Subject: | WWW::Mechanize Bug |
Date: | Sat, 13 Jan 2007 09:34:56 -0600 |
To: | <bug-WWW-Mechanize [...] rt.cpan.org> |
From: | "Randall Belk" <randall.belk [...] bigfoot.com> |
I believe I have run across a bug in Mechanize when extracting links
from pages.
I ran across this code on Google:
<html>
<head>
<title>
Redirecting
</title>
<meta content="0; url='http://video.google.com/'"
http-equiv="refresh">
</head>
<body alink="#ff0000" text="#000000" vlink="#551a8b" link="#0000cc"
bgcolor="#ffffff">
<script type="text/javascript" language="javascript"><!--
location.replace("http://video.google.com/")
//--> </script>
</body>
</html>
Notice the single quotes ' ' around the url= .
If I do an $agent->get($link); in mechanize it returns the link with
the quotes still around it.
After some help from the folks over at comp.lang.perl.misc I made a
change to the _link_from_token subroutine that seems to fix the problem.
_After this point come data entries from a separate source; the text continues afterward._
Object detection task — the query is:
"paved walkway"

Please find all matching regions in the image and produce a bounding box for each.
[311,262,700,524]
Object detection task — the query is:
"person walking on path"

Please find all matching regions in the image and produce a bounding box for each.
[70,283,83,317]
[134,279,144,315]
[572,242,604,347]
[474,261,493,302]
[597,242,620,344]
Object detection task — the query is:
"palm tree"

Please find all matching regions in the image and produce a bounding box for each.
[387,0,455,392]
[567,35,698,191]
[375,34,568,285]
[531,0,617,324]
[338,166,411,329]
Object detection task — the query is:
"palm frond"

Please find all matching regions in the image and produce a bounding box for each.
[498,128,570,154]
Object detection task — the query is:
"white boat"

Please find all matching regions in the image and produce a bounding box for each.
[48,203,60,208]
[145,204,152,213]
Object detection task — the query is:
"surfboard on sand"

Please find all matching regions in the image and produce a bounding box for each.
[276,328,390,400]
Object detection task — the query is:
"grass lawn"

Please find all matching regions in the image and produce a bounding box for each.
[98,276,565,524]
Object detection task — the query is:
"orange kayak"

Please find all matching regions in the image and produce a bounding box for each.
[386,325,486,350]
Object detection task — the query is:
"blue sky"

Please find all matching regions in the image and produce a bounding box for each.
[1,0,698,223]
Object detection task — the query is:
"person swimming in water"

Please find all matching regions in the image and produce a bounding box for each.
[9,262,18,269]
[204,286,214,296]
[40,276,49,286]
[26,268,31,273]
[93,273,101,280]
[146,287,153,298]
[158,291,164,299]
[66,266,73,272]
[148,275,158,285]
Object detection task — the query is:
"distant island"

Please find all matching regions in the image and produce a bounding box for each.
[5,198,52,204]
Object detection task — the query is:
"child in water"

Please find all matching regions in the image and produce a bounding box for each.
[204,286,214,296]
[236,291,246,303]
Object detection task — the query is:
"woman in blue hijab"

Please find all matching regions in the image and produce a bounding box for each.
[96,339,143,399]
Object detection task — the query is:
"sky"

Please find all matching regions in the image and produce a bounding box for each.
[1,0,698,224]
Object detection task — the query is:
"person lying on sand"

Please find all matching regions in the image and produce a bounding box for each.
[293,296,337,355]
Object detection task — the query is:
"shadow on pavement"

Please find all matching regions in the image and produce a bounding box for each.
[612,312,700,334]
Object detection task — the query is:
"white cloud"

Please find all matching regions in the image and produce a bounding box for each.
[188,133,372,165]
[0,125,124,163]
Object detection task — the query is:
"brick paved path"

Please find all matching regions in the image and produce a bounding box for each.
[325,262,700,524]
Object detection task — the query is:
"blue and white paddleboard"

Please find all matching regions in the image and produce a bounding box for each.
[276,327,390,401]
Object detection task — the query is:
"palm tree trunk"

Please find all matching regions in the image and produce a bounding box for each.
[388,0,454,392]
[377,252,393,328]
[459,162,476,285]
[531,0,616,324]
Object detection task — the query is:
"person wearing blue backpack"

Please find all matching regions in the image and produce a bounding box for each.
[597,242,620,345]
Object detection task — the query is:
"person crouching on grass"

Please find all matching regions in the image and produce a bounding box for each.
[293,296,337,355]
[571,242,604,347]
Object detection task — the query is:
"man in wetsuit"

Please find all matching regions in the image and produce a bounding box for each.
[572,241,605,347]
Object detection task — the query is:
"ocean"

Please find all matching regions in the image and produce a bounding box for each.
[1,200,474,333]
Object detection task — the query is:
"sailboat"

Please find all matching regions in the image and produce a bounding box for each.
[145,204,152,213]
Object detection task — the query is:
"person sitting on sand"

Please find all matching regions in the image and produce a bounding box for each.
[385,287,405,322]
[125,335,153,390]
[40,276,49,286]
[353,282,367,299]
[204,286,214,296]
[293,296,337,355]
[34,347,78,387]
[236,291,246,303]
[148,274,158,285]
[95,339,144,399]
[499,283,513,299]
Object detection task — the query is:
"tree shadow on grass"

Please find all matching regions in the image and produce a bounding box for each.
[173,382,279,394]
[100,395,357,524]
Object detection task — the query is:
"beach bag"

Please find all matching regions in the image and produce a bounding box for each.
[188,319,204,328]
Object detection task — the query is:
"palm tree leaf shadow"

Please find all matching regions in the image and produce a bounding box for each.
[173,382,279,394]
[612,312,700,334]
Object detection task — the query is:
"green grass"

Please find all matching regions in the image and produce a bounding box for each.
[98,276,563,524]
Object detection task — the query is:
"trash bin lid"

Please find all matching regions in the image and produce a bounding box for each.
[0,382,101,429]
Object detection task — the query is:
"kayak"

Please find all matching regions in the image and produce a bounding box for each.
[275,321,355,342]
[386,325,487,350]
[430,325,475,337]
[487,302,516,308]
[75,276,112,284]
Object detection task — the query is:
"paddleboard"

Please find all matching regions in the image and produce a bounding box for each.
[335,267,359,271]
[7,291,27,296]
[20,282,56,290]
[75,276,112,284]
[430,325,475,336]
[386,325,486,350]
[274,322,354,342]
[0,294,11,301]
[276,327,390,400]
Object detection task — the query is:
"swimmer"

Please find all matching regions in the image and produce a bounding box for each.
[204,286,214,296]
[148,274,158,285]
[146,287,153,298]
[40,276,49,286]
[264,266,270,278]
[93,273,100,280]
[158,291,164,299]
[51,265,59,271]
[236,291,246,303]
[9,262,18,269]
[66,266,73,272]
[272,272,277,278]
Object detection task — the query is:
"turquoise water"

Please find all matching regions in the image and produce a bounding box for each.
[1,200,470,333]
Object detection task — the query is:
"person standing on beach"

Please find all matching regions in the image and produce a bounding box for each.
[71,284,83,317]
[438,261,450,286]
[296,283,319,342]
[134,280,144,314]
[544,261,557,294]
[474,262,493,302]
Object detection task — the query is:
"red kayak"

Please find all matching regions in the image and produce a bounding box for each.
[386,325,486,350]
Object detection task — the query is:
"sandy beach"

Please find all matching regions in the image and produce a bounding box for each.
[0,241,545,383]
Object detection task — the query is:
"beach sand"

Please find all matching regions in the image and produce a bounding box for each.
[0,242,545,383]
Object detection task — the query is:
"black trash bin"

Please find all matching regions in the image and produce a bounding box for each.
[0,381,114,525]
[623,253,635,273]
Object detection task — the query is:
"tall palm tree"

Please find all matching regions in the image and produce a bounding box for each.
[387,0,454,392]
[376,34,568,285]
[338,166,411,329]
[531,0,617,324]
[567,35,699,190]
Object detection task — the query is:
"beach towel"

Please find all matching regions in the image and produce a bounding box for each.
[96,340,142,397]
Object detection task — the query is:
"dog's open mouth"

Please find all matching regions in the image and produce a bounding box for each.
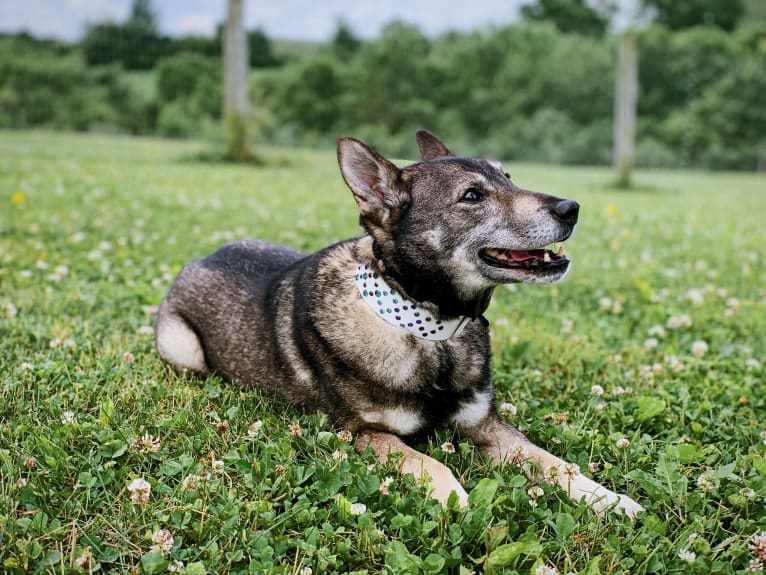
[480,243,569,271]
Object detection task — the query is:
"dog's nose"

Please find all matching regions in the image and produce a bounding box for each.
[551,199,579,225]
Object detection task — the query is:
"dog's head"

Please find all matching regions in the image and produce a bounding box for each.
[338,131,579,311]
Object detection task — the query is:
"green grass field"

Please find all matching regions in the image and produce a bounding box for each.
[1,130,765,575]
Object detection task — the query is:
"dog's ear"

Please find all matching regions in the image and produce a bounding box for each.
[416,130,453,161]
[337,138,407,218]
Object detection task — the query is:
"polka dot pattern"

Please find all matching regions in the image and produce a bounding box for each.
[354,263,470,341]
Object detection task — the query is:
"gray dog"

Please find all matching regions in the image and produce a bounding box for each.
[155,131,643,517]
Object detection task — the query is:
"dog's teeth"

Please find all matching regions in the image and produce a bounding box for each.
[556,245,565,257]
[485,248,499,257]
[543,251,551,263]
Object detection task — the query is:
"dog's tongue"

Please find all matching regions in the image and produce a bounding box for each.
[509,249,545,262]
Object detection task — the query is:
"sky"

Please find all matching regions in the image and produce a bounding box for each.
[0,0,642,42]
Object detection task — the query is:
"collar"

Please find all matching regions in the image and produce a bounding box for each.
[354,263,471,340]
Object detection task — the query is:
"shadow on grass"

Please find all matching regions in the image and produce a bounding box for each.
[602,179,673,194]
[181,146,295,168]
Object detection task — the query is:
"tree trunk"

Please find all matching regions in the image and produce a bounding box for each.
[224,0,250,162]
[613,35,638,188]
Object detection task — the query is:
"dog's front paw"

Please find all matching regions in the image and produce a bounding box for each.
[429,479,469,508]
[590,488,644,519]
[568,474,644,519]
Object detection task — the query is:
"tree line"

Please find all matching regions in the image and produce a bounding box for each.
[0,0,764,170]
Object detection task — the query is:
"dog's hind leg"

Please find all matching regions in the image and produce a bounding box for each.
[356,431,469,507]
[463,416,644,518]
[155,308,210,376]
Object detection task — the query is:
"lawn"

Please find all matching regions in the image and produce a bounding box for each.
[1,130,765,575]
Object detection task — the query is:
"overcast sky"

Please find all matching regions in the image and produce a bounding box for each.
[0,0,642,42]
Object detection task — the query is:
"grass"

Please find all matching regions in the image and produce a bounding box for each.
[1,130,765,575]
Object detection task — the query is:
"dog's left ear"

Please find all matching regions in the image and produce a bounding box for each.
[337,138,408,221]
[416,130,453,161]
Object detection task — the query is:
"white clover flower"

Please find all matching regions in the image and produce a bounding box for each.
[247,420,263,437]
[691,340,709,357]
[123,352,135,362]
[588,462,600,473]
[61,411,75,424]
[349,502,366,515]
[138,325,154,336]
[299,567,313,575]
[151,529,174,556]
[590,384,604,396]
[544,465,560,485]
[535,565,560,575]
[75,548,93,569]
[750,531,766,561]
[168,560,185,573]
[21,362,34,371]
[746,358,761,370]
[182,474,201,490]
[441,442,456,454]
[685,289,705,306]
[499,402,517,418]
[563,463,580,480]
[594,402,605,412]
[665,355,683,372]
[740,487,756,498]
[5,302,18,318]
[527,485,544,500]
[336,429,353,442]
[130,433,161,453]
[560,318,574,333]
[509,444,526,465]
[289,422,302,437]
[212,459,224,474]
[648,325,665,337]
[613,386,627,395]
[696,473,713,492]
[379,476,394,495]
[616,437,630,449]
[332,449,348,462]
[644,338,659,349]
[598,297,613,310]
[760,430,766,446]
[127,477,151,506]
[678,548,696,563]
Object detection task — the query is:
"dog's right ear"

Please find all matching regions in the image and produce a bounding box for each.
[337,138,407,220]
[416,130,453,161]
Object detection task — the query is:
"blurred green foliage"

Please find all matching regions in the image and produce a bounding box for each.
[1,9,764,170]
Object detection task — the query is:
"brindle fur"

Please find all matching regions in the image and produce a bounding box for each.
[155,131,643,517]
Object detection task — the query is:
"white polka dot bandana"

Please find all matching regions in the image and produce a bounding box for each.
[354,263,470,341]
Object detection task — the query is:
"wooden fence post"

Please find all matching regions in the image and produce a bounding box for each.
[613,35,638,188]
[224,0,250,162]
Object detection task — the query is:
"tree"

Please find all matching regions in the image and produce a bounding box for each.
[641,0,744,31]
[128,0,157,34]
[81,0,164,69]
[223,0,250,161]
[248,28,280,67]
[520,0,614,36]
[332,19,361,61]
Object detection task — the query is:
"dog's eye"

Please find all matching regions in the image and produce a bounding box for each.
[460,188,484,203]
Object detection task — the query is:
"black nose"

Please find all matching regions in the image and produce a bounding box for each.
[551,199,579,225]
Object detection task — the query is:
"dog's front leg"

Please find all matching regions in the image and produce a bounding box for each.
[355,430,469,507]
[463,416,644,518]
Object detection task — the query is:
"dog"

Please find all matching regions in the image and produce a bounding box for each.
[155,130,643,517]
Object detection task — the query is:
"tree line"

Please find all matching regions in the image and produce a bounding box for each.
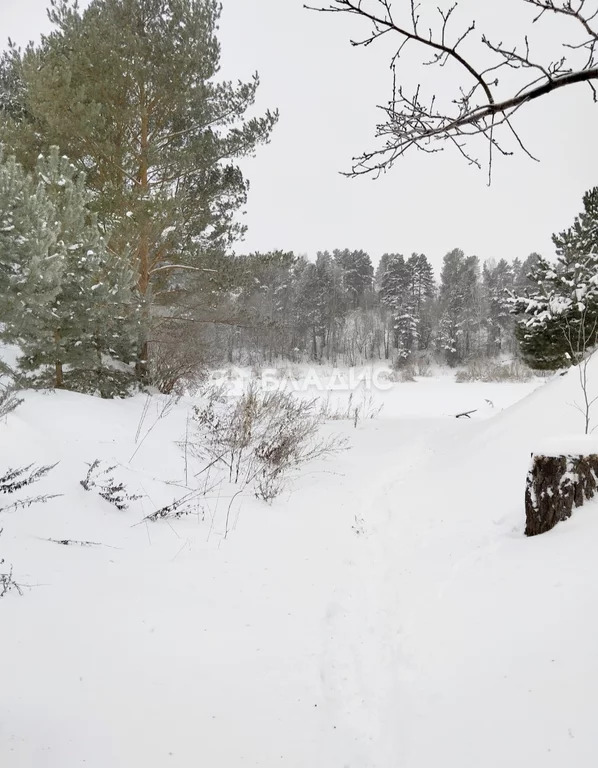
[205,184,598,374]
[204,247,541,369]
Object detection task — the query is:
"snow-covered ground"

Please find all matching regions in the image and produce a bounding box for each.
[1,364,598,767]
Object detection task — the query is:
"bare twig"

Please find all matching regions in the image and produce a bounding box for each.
[307,0,598,178]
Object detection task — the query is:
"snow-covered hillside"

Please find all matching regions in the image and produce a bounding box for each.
[1,364,597,767]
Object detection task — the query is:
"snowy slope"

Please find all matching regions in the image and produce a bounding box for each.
[1,366,597,767]
[357,361,598,767]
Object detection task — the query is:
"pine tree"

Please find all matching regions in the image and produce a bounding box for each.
[1,0,278,377]
[0,45,27,124]
[553,188,598,260]
[333,249,374,309]
[514,253,542,293]
[378,253,416,360]
[511,189,598,370]
[0,152,62,338]
[0,149,140,395]
[482,258,515,356]
[234,251,296,362]
[375,253,391,292]
[295,260,321,360]
[406,253,435,351]
[512,251,598,370]
[437,249,481,365]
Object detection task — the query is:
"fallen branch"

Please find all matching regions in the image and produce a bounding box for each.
[0,494,62,513]
[0,463,58,495]
[139,490,203,523]
[455,409,477,419]
[41,537,121,549]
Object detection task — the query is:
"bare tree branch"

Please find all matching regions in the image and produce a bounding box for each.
[306,0,598,178]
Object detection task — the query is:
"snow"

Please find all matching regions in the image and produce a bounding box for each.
[2,362,598,766]
[532,435,598,456]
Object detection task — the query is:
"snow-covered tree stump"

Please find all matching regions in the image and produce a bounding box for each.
[525,443,598,536]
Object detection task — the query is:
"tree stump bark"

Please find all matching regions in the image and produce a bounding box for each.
[525,453,598,536]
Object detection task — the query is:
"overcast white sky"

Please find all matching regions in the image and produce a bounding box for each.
[2,0,597,270]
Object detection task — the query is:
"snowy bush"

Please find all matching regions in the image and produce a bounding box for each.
[193,384,347,502]
[80,460,141,510]
[141,492,205,523]
[455,359,533,383]
[0,383,22,420]
[0,463,56,499]
[317,391,383,426]
[0,561,22,598]
[147,316,209,395]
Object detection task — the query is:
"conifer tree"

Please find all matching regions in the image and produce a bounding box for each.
[0,149,140,394]
[235,251,296,362]
[406,253,435,351]
[511,189,598,370]
[553,188,598,261]
[333,249,374,309]
[1,0,278,377]
[482,258,515,356]
[0,152,62,335]
[378,253,421,360]
[514,253,542,293]
[0,45,27,123]
[437,249,481,365]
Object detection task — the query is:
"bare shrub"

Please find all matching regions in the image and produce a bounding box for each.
[455,359,534,383]
[317,390,383,427]
[355,391,384,422]
[317,394,352,421]
[193,384,347,502]
[81,460,141,510]
[414,357,433,377]
[0,564,23,598]
[0,463,57,497]
[563,313,598,434]
[148,316,209,395]
[0,526,22,599]
[398,365,416,382]
[130,393,181,462]
[0,463,59,514]
[0,384,22,420]
[141,490,205,523]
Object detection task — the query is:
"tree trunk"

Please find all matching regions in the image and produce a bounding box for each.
[525,452,598,536]
[54,330,64,388]
[135,86,151,382]
[55,361,64,389]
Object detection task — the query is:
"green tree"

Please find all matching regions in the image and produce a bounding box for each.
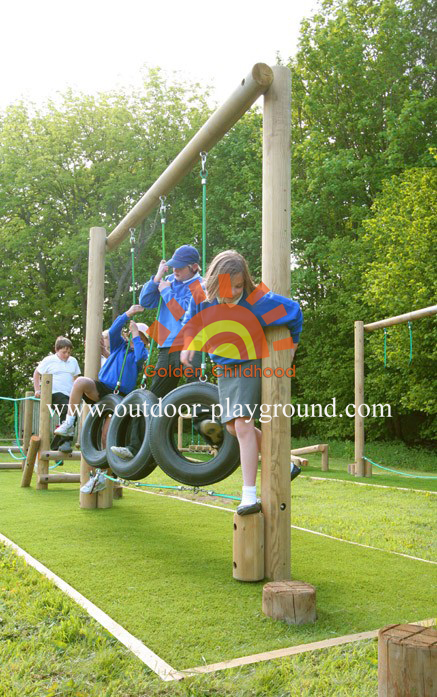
[0,69,211,400]
[288,0,436,440]
[362,163,437,440]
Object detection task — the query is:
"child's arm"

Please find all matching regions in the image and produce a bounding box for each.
[108,305,144,350]
[255,292,303,345]
[179,296,201,364]
[139,261,170,308]
[33,367,41,397]
[129,321,149,364]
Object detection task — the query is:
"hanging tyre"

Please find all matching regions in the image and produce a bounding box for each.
[149,382,240,486]
[106,389,158,480]
[81,393,123,469]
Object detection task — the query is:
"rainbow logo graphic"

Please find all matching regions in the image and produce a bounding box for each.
[146,275,296,360]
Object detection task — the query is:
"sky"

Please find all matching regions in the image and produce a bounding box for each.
[1,0,319,109]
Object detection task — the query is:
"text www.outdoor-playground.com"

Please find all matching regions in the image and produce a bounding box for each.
[47,398,391,423]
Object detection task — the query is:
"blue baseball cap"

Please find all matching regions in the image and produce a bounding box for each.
[166,245,200,269]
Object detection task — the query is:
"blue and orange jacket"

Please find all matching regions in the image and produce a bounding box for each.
[179,289,303,366]
[139,273,203,348]
[98,312,148,394]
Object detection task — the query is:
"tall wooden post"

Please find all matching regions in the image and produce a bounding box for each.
[354,321,365,477]
[23,390,34,453]
[261,66,292,580]
[36,374,52,491]
[80,227,107,510]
All I did was take the url that the sub came up with and stripped out
any possible single quotes or double quotes. So now the code looks like
this :
2167 if ( $tag eq "meta" ) {
2168 my $equiv = $attrs->{"http-equiv"};
2169 my $content = $attrs->{"content"};
2170 return unless $equiv && (lc $equiv eq "refresh") && defined
$content;
2171
2172 if ( $content =~ /^\d+\s*;\s*url\s*=\s*(\S+)/i ) {
2173 $url = $1;
Show quoted text
>>>> $url =~ s/[\'|\"]//g;
I'm sure there is a better way to do this but it works for me.
Thanks,
Randall